We posited that individuals with advance directives may represent a group that had reflected substantially on their current health state, as well as the experience and consequences of a range of (future) health states. Individuals who complete an advance directive undergo a process that includes discussion and documentation of an individual’s preferences concerning their goals of care in the event they are unable to do so themselves. So we set out to examine this relationship between advance directives and stated preferences, and whether the completion of an advance directive was associated with differences in health state preferences (spoiler: it was).

Is there evidence that value sets should be updated over time?

We sought to address this literature gap by using respondent-level data from the US EQ-5D-3L study that collected TTO values in 2002 and from our EQ-5D-5L study, which also collected 3L TTO values in 2017. However there were inherent challenges with using these data collected so many years apart: demographics shift, new methods and modes of administration are implemented, etc.

So, we attempted to account for what was possible by controlling for respondent characteristics and restricting health state values to those obtained using the same preference elicitation technique (i.e., conventional TTO). We found that values in 2017 were modestly higher, implying that the average adult in the US in 2017 was less willing to trade time for quality of life than in 2002, i.e. 6 months over a 10-year time-horizon. Our research suggests that time-specific differences in societal preferences exist and that the time period in which values were elicited may be an important factor to consider when selecting or applying a value set.

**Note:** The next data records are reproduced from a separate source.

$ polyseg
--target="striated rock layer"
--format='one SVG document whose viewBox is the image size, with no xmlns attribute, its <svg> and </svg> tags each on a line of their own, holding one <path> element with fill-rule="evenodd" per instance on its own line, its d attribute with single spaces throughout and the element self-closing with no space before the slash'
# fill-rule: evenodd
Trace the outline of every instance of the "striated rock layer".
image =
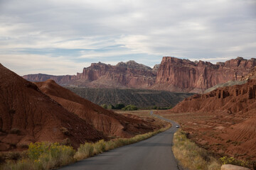
<svg viewBox="0 0 256 170">
<path fill-rule="evenodd" d="M 256 113 L 256 79 L 242 85 L 225 86 L 185 98 L 173 112 L 225 110 L 229 113 Z"/>
<path fill-rule="evenodd" d="M 114 113 L 80 98 L 53 80 L 33 84 L 0 64 L 0 152 L 31 142 L 85 142 L 132 137 L 160 128 L 154 120 Z"/>
<path fill-rule="evenodd" d="M 134 61 L 113 66 L 92 63 L 82 73 L 70 76 L 28 74 L 31 81 L 50 79 L 62 86 L 97 88 L 135 88 L 170 91 L 202 92 L 218 84 L 240 80 L 256 66 L 256 59 L 238 57 L 216 64 L 164 57 L 153 69 Z"/>
</svg>

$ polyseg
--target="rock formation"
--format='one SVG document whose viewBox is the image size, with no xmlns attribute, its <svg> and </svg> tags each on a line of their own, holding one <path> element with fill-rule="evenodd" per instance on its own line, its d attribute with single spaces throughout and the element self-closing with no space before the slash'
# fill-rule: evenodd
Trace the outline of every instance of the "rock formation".
<svg viewBox="0 0 256 170">
<path fill-rule="evenodd" d="M 60 86 L 53 80 L 35 83 L 39 89 L 69 112 L 78 115 L 107 136 L 129 137 L 134 132 L 153 131 L 156 127 L 146 120 L 129 118 L 107 110 Z"/>
<path fill-rule="evenodd" d="M 0 64 L 0 152 L 35 142 L 70 142 L 77 148 L 107 136 L 131 137 L 159 128 L 154 120 L 107 110 L 53 80 L 33 84 Z"/>
<path fill-rule="evenodd" d="M 230 114 L 256 113 L 256 79 L 245 84 L 225 86 L 203 94 L 185 98 L 173 112 L 214 112 L 224 110 Z"/>
<path fill-rule="evenodd" d="M 113 66 L 92 63 L 82 73 L 74 76 L 29 74 L 23 78 L 31 81 L 48 79 L 62 86 L 99 88 L 134 88 L 170 91 L 202 92 L 218 84 L 240 80 L 256 66 L 256 59 L 237 57 L 216 64 L 208 62 L 191 62 L 164 57 L 154 69 L 134 61 Z"/>
<path fill-rule="evenodd" d="M 61 142 L 73 147 L 105 138 L 103 133 L 0 64 L 0 151 L 31 142 Z"/>
</svg>

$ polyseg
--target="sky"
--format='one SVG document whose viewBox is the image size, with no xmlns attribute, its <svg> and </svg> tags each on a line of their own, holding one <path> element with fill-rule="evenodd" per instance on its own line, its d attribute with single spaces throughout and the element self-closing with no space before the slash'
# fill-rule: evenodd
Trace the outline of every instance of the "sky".
<svg viewBox="0 0 256 170">
<path fill-rule="evenodd" d="M 0 0 L 0 63 L 19 75 L 255 54 L 256 0 Z"/>
</svg>

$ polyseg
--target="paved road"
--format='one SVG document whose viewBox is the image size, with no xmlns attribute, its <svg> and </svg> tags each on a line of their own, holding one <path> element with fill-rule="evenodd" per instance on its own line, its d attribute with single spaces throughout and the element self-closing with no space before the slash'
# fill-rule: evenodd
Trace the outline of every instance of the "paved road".
<svg viewBox="0 0 256 170">
<path fill-rule="evenodd" d="M 171 150 L 174 133 L 178 124 L 170 120 L 150 114 L 172 123 L 168 130 L 149 139 L 114 149 L 95 157 L 83 159 L 60 169 L 90 170 L 177 170 Z"/>
</svg>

Based on your research, do you have any recommendations for future valuation studies?

I would encourage researchers conducting future valuation studies, particularly societal value sets, to consider some of the following:

1) Consider building in small but powerful methodological sub-aims into your study. Of course, you must balance resource constraints, data quality, and respondent burden against such add-ons, but a balance can be struck!

2) Pay attention to important developments in the population being sampled; for example, we incorporated advance directives because it is becoming an important topic in the US healthcare debate, in addition to contributing to the discussion surrounding informed preferences.

3) Take a close look at the most commonly utilized health state values sets representing your health-system/target population. Is it possible that existing value sets are “outdated”? If so, a proposal to update this value set might fill a very important need. While you’re at it, consider an analysis to compare current and previous values. The evidence is scarce (and difficult to study!) so it’s important to continue building evidence that can inform the broader scientific and HTA community as to the role that time plays in changes to societal preferences.